Cross-reactive memory T cells associate with protection against SARS-CoV-2 infection in COVID-19 contacts

Despite widespread vaccination, correlates of protection against SARS-CoV-2 infection remain uncertain. Not all exposures lead to infection, raising the possibility that pre-existing T cells primed by endemic human coronaviruses (hCoVs) provide protection in SARS-CoV-2–naïve individuals. Prior studies documented SARS-CoV-2–reactive T cells in unexposed individuals and in patients with COVID-19, but an association with real-world infectious exposure had not been established. This study investigates whether the frequency of pre-existing cross-reactive T cells at the time of exposure correlates with protection from infection in household contacts of newly diagnosed COVID-19 cases. Using a dual-cytokine FLIspot assay targeting epitopes from spike (S), nucleocapsid (N), membrane (M), envelope (E) and ORF1 proteins, the authors quantify IFN-γ and IL-2 responses shortly after exposure and relate baseline T cell frequencies to subsequent PCR outcomes.

Previous work has shown SARS-CoV-2–specific or cross-reactive T cells in pre-pandemic cohorts and in COVID-19 patients (e.g., Mateus et al., Grifoni et al., Le Bert et al., Bacher et al.). Studies using limited, well-defined epitopes often reported higher detection of cross-reactive responses than studies using large protein-spanning pools.
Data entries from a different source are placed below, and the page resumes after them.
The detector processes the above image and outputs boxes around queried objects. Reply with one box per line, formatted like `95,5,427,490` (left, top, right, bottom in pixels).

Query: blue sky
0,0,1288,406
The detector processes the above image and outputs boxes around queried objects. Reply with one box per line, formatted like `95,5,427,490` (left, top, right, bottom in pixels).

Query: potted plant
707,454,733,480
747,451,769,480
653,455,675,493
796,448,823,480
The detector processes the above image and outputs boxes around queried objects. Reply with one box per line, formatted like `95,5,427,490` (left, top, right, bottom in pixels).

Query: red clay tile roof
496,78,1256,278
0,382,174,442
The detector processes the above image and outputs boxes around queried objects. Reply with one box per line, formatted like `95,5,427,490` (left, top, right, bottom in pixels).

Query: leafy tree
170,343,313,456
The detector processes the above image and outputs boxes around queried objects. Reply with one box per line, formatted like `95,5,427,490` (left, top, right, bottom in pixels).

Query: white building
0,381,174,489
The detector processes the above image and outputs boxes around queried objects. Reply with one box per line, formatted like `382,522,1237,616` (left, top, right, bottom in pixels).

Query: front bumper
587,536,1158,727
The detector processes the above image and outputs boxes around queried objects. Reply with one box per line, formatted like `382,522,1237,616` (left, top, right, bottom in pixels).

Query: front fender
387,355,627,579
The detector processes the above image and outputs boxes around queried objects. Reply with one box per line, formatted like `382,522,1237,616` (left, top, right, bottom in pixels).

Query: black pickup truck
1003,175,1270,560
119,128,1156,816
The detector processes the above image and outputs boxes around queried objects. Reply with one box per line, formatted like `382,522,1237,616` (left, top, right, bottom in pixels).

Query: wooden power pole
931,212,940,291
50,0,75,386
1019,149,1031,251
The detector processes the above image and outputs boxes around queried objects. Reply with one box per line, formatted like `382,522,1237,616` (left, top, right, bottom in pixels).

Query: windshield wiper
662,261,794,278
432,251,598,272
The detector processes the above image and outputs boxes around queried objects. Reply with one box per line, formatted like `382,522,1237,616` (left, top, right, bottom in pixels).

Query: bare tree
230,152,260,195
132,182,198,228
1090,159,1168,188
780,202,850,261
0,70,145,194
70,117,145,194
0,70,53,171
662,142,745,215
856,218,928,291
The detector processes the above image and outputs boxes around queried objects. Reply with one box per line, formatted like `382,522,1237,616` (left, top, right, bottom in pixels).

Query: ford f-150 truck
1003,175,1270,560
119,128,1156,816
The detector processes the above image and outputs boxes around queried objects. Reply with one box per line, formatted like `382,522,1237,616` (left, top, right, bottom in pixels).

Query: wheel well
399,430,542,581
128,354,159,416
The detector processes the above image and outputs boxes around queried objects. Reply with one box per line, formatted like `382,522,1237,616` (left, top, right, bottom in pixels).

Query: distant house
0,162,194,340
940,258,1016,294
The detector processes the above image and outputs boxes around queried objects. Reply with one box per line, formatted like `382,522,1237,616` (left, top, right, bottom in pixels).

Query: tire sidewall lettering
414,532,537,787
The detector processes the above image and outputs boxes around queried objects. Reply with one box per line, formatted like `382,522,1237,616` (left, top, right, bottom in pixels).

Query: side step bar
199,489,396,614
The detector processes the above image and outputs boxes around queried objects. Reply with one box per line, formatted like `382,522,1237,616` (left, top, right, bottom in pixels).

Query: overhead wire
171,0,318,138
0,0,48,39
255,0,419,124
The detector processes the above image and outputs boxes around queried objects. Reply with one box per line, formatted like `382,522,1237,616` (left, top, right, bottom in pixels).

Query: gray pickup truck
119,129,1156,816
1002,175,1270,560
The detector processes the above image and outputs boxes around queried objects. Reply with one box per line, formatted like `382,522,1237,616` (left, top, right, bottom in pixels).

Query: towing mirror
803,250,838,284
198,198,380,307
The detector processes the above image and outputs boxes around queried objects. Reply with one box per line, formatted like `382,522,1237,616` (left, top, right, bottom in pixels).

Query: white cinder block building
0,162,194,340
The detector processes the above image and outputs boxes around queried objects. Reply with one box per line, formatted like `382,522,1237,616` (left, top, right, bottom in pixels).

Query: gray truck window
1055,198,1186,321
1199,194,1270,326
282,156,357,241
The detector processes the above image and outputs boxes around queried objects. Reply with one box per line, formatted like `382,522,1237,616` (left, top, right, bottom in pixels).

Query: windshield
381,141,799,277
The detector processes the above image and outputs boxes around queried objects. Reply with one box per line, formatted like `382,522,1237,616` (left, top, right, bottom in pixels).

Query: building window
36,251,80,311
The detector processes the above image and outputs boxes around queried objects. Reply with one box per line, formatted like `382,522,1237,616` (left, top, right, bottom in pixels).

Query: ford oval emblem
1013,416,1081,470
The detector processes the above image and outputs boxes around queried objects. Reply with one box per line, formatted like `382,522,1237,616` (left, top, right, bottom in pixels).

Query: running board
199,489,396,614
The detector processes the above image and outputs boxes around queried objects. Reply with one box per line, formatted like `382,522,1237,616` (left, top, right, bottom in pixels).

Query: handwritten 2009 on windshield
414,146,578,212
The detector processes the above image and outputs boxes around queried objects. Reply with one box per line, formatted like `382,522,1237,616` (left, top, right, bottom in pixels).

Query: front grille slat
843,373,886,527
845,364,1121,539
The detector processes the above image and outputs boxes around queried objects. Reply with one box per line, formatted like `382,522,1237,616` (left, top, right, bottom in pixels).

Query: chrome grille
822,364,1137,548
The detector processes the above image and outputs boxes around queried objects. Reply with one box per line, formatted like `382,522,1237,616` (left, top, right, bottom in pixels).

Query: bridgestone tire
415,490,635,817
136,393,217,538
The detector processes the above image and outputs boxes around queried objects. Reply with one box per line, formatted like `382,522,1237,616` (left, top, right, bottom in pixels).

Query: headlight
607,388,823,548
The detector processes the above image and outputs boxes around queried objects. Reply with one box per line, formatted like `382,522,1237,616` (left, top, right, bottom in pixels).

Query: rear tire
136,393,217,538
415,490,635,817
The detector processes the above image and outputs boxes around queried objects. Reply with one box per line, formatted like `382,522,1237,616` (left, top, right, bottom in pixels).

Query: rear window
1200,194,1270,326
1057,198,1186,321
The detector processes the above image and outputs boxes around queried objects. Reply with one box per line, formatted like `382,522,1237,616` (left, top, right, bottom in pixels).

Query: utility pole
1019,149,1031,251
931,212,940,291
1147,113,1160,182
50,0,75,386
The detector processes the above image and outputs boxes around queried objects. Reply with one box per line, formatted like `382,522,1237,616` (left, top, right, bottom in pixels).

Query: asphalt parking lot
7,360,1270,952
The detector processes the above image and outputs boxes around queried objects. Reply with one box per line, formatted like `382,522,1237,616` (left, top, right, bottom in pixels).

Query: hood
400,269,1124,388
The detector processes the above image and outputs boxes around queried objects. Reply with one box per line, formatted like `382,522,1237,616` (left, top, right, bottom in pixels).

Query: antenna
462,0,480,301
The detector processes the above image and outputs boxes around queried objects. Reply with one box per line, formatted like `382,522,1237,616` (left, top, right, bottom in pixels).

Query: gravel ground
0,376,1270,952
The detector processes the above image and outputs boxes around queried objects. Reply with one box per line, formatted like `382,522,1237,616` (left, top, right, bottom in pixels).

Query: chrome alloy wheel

Cross-reactivity is particularly noted in S protein, but significant homology exists across SARS-CoV-2 and endemic hCoVs in multiple proteins, including ORF1, N, M, and E. These observations motivated the design of an epitope pool leveraging predicted HLA-binding motifs and conserved regions shared by SARS-CoV-2 and hCoVs (notably OC43 and HKU1), supplemented with previously confirmed cross-reactive epitopes from the literature.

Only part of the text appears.